Machine Learning Researcher, Software Engineer

Medical NLP

Effective Information Extraction and Querying in Medical Case Databases

V. Casser *, S. Huang *, F. Michalsky *, Technical report, Harvard University, 2018.
* alphanumerical ordering

In this project, we introduce a new product to accelerate the adoption of AI in Health Care. In cooperation with the MGH & BWH Center for Clinical Data Science, we applied and optimized natural language processing methods for dealing specifically with medical patient reports collected in hospitals. Reports are written in free form and pose special challenges, such as use of highly specialized vocabulary, abbreviations, typing errors and negated sentences. Standard approaches towards extracting key information or querying, while working well in general use cases, typically fail miserably on these kind of data. We developed a highly efficient search engine for medical databases that helps (i) clinicians to retrieve relevant cases, aiding both clinical diagnostics and treatment, and (ii) machine learning engineers working in the healthcare domain, looking towards automatic extraction of relevant train and test data.
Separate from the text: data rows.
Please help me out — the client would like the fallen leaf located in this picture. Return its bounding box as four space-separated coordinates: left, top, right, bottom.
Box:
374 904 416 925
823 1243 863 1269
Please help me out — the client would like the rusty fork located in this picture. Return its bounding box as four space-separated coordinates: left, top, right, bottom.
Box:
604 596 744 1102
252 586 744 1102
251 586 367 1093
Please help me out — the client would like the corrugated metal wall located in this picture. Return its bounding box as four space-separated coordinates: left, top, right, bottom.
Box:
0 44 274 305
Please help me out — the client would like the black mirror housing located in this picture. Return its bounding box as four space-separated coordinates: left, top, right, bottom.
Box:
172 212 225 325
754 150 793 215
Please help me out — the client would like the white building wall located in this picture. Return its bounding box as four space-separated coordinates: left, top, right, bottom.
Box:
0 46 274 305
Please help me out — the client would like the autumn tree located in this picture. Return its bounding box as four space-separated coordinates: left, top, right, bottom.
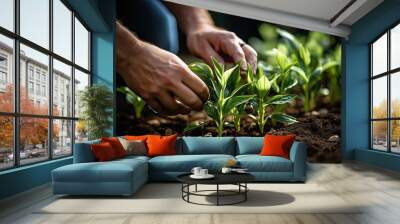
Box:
0 85 59 152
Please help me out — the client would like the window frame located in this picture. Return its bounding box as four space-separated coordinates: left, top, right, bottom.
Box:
0 0 93 172
368 21 400 155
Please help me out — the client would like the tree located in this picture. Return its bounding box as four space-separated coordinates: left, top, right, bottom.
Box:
0 85 59 149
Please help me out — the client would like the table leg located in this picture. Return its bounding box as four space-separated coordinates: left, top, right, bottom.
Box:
217 184 219 206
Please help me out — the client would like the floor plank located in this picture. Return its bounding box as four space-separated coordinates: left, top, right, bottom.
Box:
0 162 400 224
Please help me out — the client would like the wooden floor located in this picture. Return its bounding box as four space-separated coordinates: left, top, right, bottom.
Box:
0 163 400 224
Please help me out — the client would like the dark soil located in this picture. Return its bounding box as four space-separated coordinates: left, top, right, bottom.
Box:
118 106 341 163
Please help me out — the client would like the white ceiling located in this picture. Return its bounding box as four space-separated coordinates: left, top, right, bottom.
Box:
167 0 383 37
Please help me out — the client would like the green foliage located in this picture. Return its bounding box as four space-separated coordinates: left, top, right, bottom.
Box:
189 58 254 136
249 24 341 112
79 85 113 139
247 66 296 134
277 29 339 112
117 86 146 119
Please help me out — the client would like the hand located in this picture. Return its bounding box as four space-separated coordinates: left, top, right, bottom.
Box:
187 24 257 71
117 22 209 115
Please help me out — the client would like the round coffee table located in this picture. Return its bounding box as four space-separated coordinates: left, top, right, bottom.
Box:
177 173 255 206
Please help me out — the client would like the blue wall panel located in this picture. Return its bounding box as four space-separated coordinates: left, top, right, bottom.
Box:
0 0 115 199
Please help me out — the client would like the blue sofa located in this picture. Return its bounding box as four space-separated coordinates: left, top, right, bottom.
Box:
52 137 307 195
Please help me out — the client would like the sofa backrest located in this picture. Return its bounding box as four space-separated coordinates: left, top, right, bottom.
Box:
236 137 264 155
176 137 235 156
74 140 100 163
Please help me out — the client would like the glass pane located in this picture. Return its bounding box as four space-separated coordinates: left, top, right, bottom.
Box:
20 0 49 48
19 117 49 164
0 0 14 31
53 0 72 60
390 72 400 117
52 120 72 157
20 44 49 114
0 116 14 170
372 76 387 118
391 120 400 153
390 24 400 69
0 35 14 112
53 59 72 117
75 69 89 117
75 18 89 70
372 121 387 151
75 120 89 143
372 34 387 75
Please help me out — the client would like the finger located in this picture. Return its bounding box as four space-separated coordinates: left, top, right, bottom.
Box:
242 44 257 71
200 42 225 65
182 67 210 102
222 38 247 70
158 91 190 115
171 83 203 110
146 99 162 114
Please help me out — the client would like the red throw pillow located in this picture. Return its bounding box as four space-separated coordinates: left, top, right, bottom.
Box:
260 135 296 159
101 137 126 158
146 134 177 157
124 135 147 141
91 142 117 162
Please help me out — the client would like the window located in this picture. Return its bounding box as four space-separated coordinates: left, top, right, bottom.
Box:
0 0 91 170
370 24 400 153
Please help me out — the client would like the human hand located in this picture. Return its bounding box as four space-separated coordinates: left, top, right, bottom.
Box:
117 23 209 115
187 24 257 71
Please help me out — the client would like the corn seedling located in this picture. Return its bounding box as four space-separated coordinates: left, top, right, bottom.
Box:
189 58 254 136
247 69 296 134
117 86 146 119
277 29 339 112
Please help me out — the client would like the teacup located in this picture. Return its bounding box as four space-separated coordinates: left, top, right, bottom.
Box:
200 169 208 177
192 167 203 176
221 167 232 173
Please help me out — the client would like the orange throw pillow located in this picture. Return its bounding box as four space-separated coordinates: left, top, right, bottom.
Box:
90 142 117 162
260 135 296 159
101 137 126 158
146 134 177 157
124 135 147 141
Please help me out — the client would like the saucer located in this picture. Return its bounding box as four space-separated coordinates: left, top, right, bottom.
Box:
190 174 215 179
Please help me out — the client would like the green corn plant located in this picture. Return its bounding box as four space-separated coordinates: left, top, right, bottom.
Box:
277 29 339 112
189 58 254 136
117 86 146 119
79 84 113 140
247 66 297 134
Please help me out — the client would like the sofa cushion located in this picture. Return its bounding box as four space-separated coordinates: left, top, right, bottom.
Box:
178 137 235 155
236 137 264 155
236 155 293 172
146 134 177 157
149 154 235 172
90 142 119 162
52 159 147 182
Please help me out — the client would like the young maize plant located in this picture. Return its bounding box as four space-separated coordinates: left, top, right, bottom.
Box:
189 58 254 136
247 66 297 134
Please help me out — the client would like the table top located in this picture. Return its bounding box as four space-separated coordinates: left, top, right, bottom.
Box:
177 173 255 184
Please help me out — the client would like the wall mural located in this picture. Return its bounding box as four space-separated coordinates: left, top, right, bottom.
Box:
117 1 341 162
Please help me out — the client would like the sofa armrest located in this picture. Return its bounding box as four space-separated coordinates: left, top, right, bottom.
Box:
290 141 307 181
74 140 100 163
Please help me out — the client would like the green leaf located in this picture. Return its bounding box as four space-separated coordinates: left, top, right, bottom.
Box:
256 75 271 98
299 44 311 66
266 94 296 105
290 66 309 83
211 57 224 79
270 113 297 124
183 123 206 133
223 95 254 114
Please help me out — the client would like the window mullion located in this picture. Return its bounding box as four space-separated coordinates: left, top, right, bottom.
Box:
386 30 392 152
47 0 53 159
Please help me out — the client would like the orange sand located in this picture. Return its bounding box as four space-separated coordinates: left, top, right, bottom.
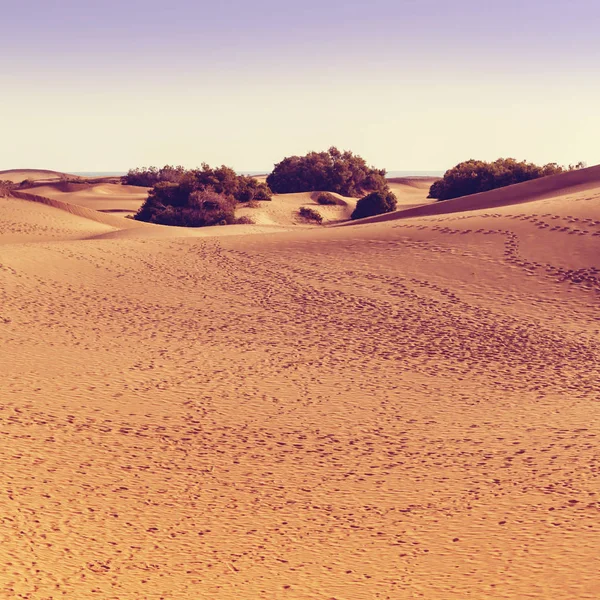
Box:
0 168 600 600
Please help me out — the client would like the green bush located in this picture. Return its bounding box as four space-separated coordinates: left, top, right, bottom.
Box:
429 158 585 200
122 165 186 187
135 164 271 227
0 179 18 196
235 215 254 225
267 147 387 196
350 191 397 219
315 192 346 206
298 206 323 223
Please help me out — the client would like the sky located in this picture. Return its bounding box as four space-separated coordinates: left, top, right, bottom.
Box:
0 0 600 172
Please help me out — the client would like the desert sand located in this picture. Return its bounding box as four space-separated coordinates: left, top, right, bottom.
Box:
0 167 600 600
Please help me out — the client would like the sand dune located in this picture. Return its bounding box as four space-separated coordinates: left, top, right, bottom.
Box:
350 165 600 223
0 169 70 183
0 167 600 600
22 182 148 215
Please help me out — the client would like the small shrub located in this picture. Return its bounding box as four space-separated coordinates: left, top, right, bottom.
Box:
235 215 254 225
315 192 346 206
429 158 585 200
130 164 271 227
267 147 387 196
298 206 323 223
0 179 17 196
350 191 397 219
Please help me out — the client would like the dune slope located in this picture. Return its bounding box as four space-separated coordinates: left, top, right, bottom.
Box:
0 171 600 600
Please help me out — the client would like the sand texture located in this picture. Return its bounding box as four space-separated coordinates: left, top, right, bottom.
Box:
0 167 600 600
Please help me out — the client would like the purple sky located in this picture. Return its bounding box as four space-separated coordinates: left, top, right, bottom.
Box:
0 0 600 170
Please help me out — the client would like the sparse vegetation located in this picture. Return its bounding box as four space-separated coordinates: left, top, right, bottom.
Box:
130 164 271 227
351 190 397 219
429 158 585 200
267 147 387 196
315 192 346 206
0 179 17 196
298 206 323 223
235 215 254 225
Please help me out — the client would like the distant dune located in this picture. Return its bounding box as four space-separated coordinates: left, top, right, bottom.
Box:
0 167 600 600
0 169 72 183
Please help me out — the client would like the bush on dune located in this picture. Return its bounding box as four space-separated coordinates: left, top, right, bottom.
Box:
267 147 387 196
298 206 323 223
350 191 397 219
429 158 585 200
122 165 186 187
135 164 271 227
0 179 18 196
315 192 346 206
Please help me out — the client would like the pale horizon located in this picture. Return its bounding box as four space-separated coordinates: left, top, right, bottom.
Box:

Some key features of our engine include

  • Automatic negation detection: if key terms are found in a medical report, classify its sentiment to filter out irrelevant reports
  • Synonym and misspelling resolution: synonym and misspelling resolution, particularly in medical jargon, is a highly challenging task that MedSearch tackles using learned word embeddings, and therefore is able to relate abbreviations like “ICH” to hemorrhage
  • Decentralized structure and security: due to its decentralized structure, heavy computation is performed on a backend server, which allows to store sensitive data securely in a data center and keep control over data access privileges
  • Advanced query functionalities: complex querying can be performed, e.g. showing cases of patients with brain hemorrhage without [history of] hypertension
  • High efficiency: despite add-ons for advanced multi-processing, all queries can be evaluated in real-time and with low memory overhead
  • Scalability: new reports can be added to the database on-the-fly, and the backend scaled across multicore/multi-CPU machines
  • User-friendly GUI: our front-end is minimalistically designed and allows for easy interaction, even for untrained individuals.

Supplementary Material

Short summary of our project.

User Interface of our querying software. In this example, the user is looking for cases of patients who suffer from hemorrhage in the brain region, but does not suffer from (chronic) hypertension.

Our processing technology can also be used in other applications, such as traditional analysis and visualization.